Michael Gosselin · May 22, 2018

Faster finds in large Unix directories

We have this challenge at our site. When we first designed it many years ago, we decided that the best way to store files was with a unique identifier, which matched one of the fields in the corresponding record. For example, if the unique identifier was a nine-digit field (such as a SSN), we'd save a file as nnnnnnnnn.ext, where nnnnnnnnn is the nine-digit number, and ext is the file extension. If we needed a change to the file, we'd file as nnnnnnnnn_hdate.ext, where hdate is the horolog date. And for 18 years, this was just fine.

However, in year 19, we discovered one of the growing pains of success. We had always searched files in the directory with a call from $ZF call from Cache.
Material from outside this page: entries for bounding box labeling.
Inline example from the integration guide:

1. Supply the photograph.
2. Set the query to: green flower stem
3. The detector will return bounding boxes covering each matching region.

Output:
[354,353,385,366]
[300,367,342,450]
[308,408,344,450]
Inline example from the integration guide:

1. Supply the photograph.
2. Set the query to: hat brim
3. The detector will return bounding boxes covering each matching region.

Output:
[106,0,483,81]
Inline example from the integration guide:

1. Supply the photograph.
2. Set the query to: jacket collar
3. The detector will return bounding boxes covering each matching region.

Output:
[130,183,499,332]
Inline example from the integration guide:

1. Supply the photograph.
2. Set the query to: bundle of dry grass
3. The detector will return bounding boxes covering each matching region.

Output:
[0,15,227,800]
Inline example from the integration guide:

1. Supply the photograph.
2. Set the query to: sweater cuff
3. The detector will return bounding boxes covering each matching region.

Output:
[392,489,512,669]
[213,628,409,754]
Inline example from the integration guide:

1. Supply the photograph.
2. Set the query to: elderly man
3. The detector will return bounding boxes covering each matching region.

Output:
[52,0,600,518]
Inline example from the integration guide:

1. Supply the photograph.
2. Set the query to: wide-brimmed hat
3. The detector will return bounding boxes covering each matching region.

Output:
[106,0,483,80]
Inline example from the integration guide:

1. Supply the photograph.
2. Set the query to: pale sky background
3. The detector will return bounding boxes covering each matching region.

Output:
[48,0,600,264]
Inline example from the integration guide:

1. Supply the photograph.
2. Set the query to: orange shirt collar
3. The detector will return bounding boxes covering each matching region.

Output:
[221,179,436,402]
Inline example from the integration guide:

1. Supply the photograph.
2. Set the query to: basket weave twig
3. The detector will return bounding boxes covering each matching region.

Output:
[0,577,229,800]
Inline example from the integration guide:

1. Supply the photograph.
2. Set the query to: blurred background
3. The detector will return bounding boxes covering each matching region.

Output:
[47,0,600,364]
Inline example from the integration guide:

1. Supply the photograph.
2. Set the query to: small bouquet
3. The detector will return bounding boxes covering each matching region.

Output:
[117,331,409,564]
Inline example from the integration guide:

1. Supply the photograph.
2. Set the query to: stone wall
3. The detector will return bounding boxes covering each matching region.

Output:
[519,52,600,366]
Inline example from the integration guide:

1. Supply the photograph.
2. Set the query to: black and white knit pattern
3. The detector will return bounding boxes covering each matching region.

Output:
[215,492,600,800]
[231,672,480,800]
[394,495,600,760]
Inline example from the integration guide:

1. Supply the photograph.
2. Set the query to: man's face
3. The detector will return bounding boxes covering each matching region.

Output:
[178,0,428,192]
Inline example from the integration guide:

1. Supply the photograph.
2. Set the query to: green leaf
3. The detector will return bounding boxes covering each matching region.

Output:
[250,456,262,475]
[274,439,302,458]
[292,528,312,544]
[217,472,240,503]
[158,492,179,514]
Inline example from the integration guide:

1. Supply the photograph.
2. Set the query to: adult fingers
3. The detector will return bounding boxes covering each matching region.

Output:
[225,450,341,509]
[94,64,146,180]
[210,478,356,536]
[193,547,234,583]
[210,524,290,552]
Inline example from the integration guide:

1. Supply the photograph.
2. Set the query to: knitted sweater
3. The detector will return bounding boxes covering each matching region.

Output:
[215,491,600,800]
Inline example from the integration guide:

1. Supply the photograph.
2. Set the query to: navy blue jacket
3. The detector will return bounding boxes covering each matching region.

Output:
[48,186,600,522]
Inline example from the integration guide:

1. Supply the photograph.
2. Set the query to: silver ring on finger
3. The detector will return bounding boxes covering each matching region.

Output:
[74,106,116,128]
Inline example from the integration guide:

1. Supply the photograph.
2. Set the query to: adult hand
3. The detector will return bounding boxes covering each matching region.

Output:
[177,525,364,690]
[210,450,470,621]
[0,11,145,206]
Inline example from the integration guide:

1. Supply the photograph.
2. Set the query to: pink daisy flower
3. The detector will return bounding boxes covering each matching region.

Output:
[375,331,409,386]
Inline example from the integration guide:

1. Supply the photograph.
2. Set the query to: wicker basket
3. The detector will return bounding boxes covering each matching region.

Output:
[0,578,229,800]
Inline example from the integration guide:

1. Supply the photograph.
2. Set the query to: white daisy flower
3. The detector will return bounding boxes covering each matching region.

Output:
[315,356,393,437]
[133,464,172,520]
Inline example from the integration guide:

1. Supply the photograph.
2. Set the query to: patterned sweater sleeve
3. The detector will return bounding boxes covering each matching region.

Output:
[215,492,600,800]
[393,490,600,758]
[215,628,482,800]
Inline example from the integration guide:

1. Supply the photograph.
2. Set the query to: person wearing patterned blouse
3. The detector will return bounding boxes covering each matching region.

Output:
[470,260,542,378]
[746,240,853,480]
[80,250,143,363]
To find all the relevant files, we write something like S X=$ZF(ls -1 /filepath/nnnnnnnnn* >output.txt") to list all the files in that directory into a single file we'd read and process. However, at some point, the searches started taking longer, and we'd get CSPs timing out after 60 seconds, and complaints from the customer service people that our searches were too slow.
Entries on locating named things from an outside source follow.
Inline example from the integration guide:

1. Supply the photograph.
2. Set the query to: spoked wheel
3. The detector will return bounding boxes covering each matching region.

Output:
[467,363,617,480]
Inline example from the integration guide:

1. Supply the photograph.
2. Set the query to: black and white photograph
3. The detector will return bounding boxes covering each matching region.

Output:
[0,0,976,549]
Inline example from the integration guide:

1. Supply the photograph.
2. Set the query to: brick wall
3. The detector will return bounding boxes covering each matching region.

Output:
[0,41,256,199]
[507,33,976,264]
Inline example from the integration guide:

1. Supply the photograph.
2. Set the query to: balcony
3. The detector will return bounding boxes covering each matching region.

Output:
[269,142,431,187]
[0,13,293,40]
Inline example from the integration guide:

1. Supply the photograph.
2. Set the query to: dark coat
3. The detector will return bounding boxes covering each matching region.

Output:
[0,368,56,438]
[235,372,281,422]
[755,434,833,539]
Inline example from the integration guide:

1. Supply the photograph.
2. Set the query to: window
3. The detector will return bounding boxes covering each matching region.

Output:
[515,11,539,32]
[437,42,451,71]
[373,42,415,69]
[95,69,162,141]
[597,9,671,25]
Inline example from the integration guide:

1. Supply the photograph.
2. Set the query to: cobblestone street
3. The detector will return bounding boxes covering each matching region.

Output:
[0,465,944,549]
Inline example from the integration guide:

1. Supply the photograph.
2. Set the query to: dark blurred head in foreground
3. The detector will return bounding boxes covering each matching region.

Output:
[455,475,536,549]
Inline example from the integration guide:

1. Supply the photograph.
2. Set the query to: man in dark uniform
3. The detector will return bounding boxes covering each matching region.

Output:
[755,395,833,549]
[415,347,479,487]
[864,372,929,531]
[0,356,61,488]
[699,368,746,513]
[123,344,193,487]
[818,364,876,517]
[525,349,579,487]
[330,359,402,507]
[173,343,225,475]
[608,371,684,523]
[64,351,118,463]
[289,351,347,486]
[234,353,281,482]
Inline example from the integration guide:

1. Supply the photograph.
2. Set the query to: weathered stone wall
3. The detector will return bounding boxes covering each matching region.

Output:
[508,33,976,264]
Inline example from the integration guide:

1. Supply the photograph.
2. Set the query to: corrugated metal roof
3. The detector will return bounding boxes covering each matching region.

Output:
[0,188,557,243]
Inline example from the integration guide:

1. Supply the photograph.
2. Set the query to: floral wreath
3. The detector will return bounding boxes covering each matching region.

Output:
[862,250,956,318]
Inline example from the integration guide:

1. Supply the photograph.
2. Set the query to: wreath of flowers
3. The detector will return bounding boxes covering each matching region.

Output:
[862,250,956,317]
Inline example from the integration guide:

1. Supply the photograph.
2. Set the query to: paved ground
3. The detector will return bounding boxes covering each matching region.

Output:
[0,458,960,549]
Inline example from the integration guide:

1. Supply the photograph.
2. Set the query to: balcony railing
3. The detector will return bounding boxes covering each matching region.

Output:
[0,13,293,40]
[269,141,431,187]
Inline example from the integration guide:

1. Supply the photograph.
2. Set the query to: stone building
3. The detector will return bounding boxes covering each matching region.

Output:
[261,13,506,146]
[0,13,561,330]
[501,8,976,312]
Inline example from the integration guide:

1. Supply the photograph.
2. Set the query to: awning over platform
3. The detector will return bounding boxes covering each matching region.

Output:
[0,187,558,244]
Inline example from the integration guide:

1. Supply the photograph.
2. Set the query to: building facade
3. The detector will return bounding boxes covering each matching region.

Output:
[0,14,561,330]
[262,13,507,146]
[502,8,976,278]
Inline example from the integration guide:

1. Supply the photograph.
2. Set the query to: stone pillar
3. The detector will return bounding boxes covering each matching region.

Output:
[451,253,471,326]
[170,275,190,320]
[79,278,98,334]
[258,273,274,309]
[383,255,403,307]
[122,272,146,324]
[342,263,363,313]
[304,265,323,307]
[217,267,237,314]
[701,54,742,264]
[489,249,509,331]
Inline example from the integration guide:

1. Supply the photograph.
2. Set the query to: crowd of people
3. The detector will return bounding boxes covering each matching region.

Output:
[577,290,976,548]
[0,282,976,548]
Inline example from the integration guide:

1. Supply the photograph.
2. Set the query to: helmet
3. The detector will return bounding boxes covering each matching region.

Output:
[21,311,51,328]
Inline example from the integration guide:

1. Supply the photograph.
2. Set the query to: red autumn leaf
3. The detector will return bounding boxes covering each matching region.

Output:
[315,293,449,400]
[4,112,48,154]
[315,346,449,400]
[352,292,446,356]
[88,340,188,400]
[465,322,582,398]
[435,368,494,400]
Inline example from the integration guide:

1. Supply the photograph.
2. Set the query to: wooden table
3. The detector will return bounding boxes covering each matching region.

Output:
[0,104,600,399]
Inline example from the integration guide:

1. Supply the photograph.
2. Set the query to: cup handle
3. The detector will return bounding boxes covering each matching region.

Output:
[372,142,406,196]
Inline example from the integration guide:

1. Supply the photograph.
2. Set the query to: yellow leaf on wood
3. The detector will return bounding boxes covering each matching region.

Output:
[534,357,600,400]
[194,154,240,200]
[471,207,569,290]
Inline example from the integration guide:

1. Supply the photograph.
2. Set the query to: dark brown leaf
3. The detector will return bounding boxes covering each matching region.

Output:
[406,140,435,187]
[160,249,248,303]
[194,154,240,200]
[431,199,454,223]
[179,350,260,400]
To get around this, short-term, we moved every file from /filepath to /filepath_old, deleted the directory /filepath, then renamed /filepath_old to /filepath. This worked for about three months, then the searches started getting slower... again.

One idea we did have was to create sub-directories within the directory to sort the files. This would work for some cases, but then gets problematic when the search is looking for a date range. Not only that, we'd need to have an effective way to pass the unique identifier, and create the proper directory name for lookup to pass to the $ZF call, or even to any %File calls.

So, I am asking for help and guidance on faster lookups, and better directory structures, for Cache with our Unix system. If you've had a similar problem, or can shed some light onto this, I would be most appreciative.

Thank you.

0 225
Discussion (2)1
Log in or sign up to continue

I remember a similar situation some years back with a rather sophisticated multilevel directory structure on UNIX.

The final solution, especially for al kind of searching in unique file names, was a class
with the filename as ID and directory, summary, creation date, last modification as properties.
The search (in SQL) out performed anything used before.

The only extra work was kind of a register at file creation/modification which happened at a moderate rate.  
+ a nightly batch job to verify and do the reality check. 

There are two use cases here:

  • File is tied to a specific object (for example you have "Document" class and it has "scan" file). In that case you can use %FileBinaryStream property - as before getting the file you would probably open "Document" object first
  • File is not tied to a specific object. In that case you can create a separate table "Files" that stores
    • link to file as a FileBinaryStream
    • hash
    • displayed file name
    • file path
    • user who uploaded the file
    • extension
    • size
    • any other attributes you need

It would always work faster compared to OS search.

Other notes:

  • Files are immutable - if you're building an application where user can edit files, it's usually preferable to have immutable "files" objects and just create new file versions.
  • File size limits - always define and check for maximum size.
  • Extension limits - limit extensions user can upload.
  • Storage - if it's a low volume inserts (<1000/day) store files in a folder = date, otherwise generate a new folder for each new thousand of files. These approaches can be combined: date/1, date/2 ...
  • Hash name - I often store files where their OS name is their hash. This way I can quickly validate that file is valid and also it  solves the problems with non-latin characters.
  • Never store files under names supplied by user. Acceptable filenames are: guid, hash (integer id should also be avoided).
  • GZIP - in some cases using GZIP streams can save on space, especially if it's a text file. For example XML envelopes and such.